Mexican trade officials for the first time say they’re preparing for a future without the North American Free Trade Agreement (NAFTA), with the country’s top NAFTA negotiator saying that is the best way to approach current negotiations.
Mexican Economy Secretary Ildefonso Guajardo laid out a non-NAFTA scenario in a speech to foreign ambassadors in Mexico City on Wednesday: tariffs for exports on, for example, trucks, melons and asparagus would increase. He’s studying all possible outcomes, he said.
“The only way to keep an agreement is to be prepared to not have one,” Guajardo said.
Guajardo’s comments mark a a turning point.
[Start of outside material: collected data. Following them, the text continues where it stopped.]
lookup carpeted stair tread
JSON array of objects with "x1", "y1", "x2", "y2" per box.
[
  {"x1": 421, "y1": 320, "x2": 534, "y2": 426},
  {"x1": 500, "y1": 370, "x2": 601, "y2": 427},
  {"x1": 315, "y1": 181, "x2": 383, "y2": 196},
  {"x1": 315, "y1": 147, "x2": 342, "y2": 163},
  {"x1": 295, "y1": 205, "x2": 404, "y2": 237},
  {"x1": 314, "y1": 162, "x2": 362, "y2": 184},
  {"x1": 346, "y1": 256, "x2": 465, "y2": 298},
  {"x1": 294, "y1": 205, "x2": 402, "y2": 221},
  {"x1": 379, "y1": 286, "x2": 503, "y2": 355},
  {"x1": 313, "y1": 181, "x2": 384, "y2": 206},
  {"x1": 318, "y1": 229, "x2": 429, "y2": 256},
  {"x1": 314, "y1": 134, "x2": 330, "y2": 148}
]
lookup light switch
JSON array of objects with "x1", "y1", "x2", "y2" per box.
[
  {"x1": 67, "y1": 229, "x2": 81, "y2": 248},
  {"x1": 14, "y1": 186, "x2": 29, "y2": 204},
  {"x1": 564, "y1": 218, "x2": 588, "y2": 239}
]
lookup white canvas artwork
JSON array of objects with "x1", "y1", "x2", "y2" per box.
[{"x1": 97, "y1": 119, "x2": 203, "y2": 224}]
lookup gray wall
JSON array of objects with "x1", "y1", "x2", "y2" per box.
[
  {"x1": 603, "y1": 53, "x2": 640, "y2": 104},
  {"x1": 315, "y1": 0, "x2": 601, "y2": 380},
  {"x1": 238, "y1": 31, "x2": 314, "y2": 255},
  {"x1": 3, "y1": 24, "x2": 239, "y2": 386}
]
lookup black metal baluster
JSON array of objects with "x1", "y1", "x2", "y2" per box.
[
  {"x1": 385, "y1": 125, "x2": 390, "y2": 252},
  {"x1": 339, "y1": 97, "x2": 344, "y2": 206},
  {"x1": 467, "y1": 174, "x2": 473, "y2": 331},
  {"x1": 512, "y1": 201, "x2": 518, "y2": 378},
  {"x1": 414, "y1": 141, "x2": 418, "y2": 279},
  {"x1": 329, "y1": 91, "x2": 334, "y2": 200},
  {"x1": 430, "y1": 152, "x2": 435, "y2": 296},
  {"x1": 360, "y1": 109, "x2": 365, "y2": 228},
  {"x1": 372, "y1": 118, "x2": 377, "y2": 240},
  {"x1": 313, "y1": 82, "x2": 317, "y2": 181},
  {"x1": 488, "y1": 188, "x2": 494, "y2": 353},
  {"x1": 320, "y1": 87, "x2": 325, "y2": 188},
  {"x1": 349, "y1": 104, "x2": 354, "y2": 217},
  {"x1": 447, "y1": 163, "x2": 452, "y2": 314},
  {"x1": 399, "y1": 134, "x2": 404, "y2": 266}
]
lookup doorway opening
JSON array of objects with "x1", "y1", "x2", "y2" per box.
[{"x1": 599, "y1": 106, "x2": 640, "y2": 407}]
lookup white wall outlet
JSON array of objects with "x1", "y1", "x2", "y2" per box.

Mexico had aimed to be amicable while Trump surrogates presented a hard line. But now U.S. Trade Representative Robert Lighthizer is showing frustration.
“We have seen no evidence that Canada or Mexico are willing to seriously engage on provisions that will lead to a rebalanced agreement,” Lighthizer said in a statement after the fifth round of negotiations wrapped up in Mexico City on Tuesday night.
In response, Guajardo said Mexico is hopeful they can find creative solutions to disagreements.
Negotiators have said they would like to conclude talks by March, which many experts have called an unrealistic goal. The next round of negotiations is scheduled for December in Washington, D.C.